O que significa bZ4X?
De acordo com a Toyota, cada caractere do nome tem um significado específico. 'bZ' vem de 'Beyond Zero' (além do zero), que é a linha de veículos elétricos da marca. 'Representa a visão de ir além das emissões zero e oferecer benefícios para as pessoas e para a sociedade por meio da mobilidade elétrica', explica Maurílio Pacheco, Diretor Comercial da Toyota do Brasil e Cadeia de Valor e Serviços para a América Latina e Caribe. O número '4' indica o posicionamento do veículo dentro da linha Beyond Zero – um SUV médio, classificado como C-High. Já o 'X' final remete à carroceria crossover.
A estrutura alfanumérica não é inédita na Toyota. Modelos como SW4 (Station Wagon 4x4) e RAV4 (Recreational Active Vehicle com tração integral) já utilizam lógica semelhante, embora com significados distintos. A diferença, segundo a montadora, é o tempo de mercado: 'Nomes como SW4 e RAV4 hoje soam familiares porque estão estabelecidos há décadas', diz Pacheco.
Estratégia global de nomenclatura
A Toyota optou por manter o nome bZ4X inalterado em todos os mercados, incluindo Brasil, Japão e Estados Unidos. 'Não foi cogitada uma alteração específica para o público ocidental ou brasileiro', afirma o diretor. A padronização evita problemas de significado em diferentes idiomas e culturas.
Essa prática não é exclusiva da Toyota. A Volvo, por exemplo, utiliza códigos alfanuméricos desde o ÖV4 de 1927 (Öppen Vagn, 'veículo aberto', quatro lugares). 'Seguindo esse padrão, temos um carro universal.
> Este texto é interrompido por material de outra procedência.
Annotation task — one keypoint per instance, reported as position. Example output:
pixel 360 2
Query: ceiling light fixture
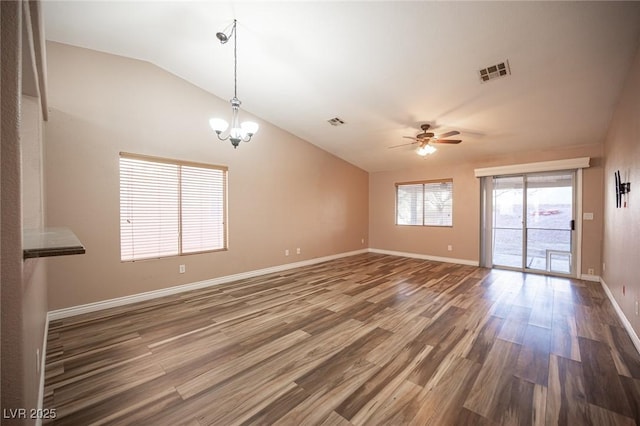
pixel 426 149
pixel 238 131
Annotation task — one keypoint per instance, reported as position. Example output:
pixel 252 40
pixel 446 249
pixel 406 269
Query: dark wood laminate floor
pixel 368 339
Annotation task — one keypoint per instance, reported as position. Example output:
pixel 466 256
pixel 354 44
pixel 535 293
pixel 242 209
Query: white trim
pixel 426 257
pixel 43 357
pixel 543 166
pixel 587 277
pixel 577 250
pixel 134 298
pixel 627 325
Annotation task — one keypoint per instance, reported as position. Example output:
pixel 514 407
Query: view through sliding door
pixel 533 222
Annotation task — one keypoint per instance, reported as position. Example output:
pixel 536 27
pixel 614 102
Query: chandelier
pixel 238 132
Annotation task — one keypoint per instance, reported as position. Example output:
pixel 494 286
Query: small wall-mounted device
pixel 622 191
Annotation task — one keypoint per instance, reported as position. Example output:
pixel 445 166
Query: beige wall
pixel 23 284
pixel 464 235
pixel 622 226
pixel 284 193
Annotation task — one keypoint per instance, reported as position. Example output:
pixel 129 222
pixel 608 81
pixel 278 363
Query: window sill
pixel 49 242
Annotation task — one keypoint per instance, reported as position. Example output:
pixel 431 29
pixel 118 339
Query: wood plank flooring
pixel 368 339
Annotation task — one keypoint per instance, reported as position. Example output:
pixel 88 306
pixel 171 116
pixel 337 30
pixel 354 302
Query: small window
pixel 426 203
pixel 170 208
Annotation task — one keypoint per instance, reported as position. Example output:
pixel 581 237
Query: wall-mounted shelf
pixel 49 242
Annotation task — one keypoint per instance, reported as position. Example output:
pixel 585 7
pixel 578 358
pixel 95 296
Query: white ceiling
pixel 385 67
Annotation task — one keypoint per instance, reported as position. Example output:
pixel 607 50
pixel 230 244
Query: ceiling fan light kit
pixel 426 149
pixel 426 139
pixel 239 132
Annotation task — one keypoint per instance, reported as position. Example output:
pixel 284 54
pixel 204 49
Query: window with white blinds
pixel 170 208
pixel 425 203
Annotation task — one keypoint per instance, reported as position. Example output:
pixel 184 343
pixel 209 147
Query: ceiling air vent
pixel 495 71
pixel 335 121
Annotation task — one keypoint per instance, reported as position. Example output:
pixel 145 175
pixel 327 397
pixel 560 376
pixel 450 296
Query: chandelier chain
pixel 235 61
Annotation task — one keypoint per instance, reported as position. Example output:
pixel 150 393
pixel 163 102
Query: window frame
pixel 424 184
pixel 179 163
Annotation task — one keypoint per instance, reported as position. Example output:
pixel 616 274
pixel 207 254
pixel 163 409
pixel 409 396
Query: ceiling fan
pixel 426 138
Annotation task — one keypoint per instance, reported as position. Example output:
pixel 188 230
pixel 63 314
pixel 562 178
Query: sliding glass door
pixel 533 221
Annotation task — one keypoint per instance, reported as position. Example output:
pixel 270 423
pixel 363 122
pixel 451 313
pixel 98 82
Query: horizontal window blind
pixel 438 203
pixel 425 203
pixel 410 204
pixel 168 208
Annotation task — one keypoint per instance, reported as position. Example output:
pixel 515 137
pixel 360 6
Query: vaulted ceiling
pixel 385 67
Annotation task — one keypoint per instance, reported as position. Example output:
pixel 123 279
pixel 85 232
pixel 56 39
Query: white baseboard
pixel 587 277
pixel 134 298
pixel 43 359
pixel 426 257
pixel 627 325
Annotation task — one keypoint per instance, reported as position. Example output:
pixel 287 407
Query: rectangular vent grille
pixel 495 71
pixel 335 121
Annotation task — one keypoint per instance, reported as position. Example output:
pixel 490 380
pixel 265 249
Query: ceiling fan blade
pixel 449 141
pixel 402 144
pixel 451 133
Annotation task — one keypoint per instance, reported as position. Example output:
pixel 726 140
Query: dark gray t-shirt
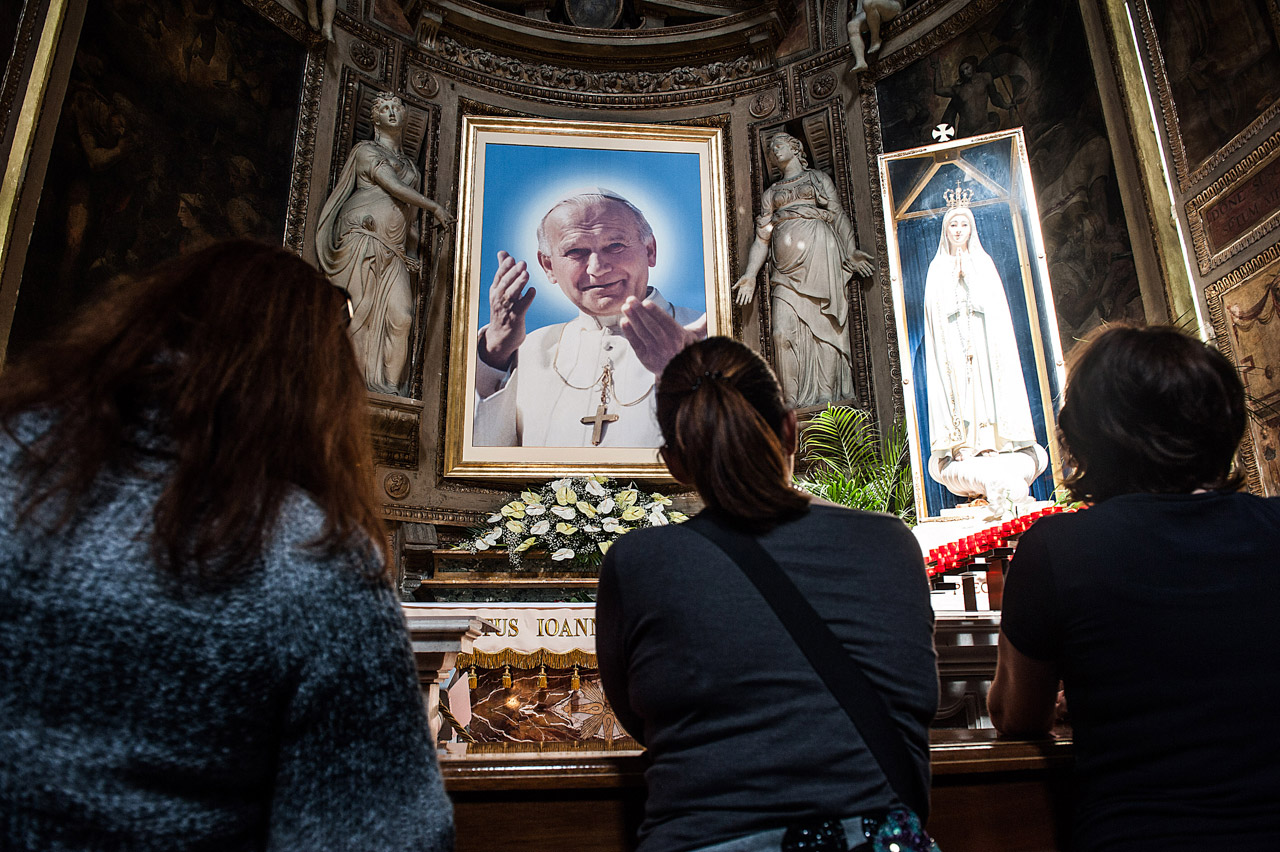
pixel 1159 610
pixel 743 734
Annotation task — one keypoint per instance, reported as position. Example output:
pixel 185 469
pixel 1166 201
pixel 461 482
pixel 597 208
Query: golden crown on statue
pixel 958 197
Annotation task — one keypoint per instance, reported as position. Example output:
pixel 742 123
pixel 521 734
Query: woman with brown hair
pixel 1153 607
pixel 750 751
pixel 197 640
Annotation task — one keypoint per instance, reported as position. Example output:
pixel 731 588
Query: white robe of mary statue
pixel 554 381
pixel 976 393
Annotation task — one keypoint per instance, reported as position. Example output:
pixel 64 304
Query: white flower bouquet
pixel 575 520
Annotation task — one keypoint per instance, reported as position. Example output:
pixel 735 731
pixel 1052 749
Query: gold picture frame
pixel 512 172
pixel 993 174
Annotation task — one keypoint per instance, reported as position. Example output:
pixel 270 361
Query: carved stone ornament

A pronúncia pode mudar, mas o nome é o mesmo no mundo todo', explica Vinicius Garritano, gerente de produto da Volvo Car Brasil.
Marcas chinesas também adotam a estratégia: Leapmotor C10, Zeekr 001, GWM Haval H6. A GWM renomeou o Ora Good Cat como Ora 03 no Brasil e abandonou a temática de felinos no Ora 05, padronizando a nomenclatura globalmente.
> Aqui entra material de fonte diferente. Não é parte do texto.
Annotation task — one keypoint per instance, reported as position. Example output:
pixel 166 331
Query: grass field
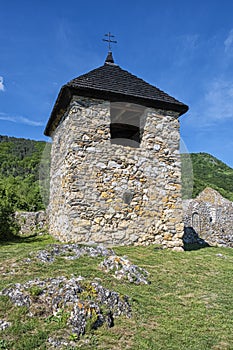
pixel 188 305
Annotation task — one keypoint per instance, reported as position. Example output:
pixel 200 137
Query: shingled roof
pixel 111 82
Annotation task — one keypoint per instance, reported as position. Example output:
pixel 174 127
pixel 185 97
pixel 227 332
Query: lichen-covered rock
pixel 124 269
pixel 73 299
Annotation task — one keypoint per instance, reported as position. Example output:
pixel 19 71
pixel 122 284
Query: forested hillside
pixel 21 168
pixel 208 171
pixel 19 172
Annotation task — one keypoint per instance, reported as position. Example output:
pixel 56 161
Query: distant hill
pixel 19 172
pixel 208 171
pixel 20 167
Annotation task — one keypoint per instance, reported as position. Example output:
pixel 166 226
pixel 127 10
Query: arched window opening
pixel 127 124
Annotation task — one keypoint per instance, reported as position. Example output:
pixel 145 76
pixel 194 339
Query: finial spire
pixel 109 35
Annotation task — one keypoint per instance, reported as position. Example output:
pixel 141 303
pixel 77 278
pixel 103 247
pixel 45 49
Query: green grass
pixel 188 304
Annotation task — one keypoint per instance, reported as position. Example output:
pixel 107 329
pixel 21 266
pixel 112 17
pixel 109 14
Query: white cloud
pixel 20 120
pixel 2 87
pixel 214 107
pixel 218 100
pixel 228 43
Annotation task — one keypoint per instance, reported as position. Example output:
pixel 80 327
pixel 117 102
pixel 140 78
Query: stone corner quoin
pixel 106 192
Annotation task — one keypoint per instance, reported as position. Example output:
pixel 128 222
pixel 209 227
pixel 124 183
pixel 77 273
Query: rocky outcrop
pixel 208 217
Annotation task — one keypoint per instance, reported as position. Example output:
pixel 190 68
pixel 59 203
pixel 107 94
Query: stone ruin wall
pixel 211 217
pixel 112 194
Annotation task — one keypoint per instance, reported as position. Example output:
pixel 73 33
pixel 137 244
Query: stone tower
pixel 115 166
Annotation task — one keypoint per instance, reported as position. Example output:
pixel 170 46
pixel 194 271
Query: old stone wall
pixel 32 222
pixel 211 217
pixel 108 193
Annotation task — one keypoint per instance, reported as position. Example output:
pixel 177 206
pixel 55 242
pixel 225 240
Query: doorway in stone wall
pixel 127 124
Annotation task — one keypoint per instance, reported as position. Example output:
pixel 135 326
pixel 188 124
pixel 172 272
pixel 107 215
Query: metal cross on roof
pixel 109 35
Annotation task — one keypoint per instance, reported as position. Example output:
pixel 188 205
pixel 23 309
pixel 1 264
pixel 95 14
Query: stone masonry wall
pixel 211 217
pixel 112 194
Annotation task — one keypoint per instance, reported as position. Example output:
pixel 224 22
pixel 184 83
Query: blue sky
pixel 183 47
Futuro dos nomes de carros
Para a Toyota, o uso de códigos alfanuméricos reflete a busca por uma linguagem técnica universal para veículos elétricos. 'No futuro, acreditamos que o mercado caminhará para um equilíbrio, onde conviverão siglas técnicas com nomes consagrados que carregam conexão emocional, como Corolla', conclui Maurílio Pacheco.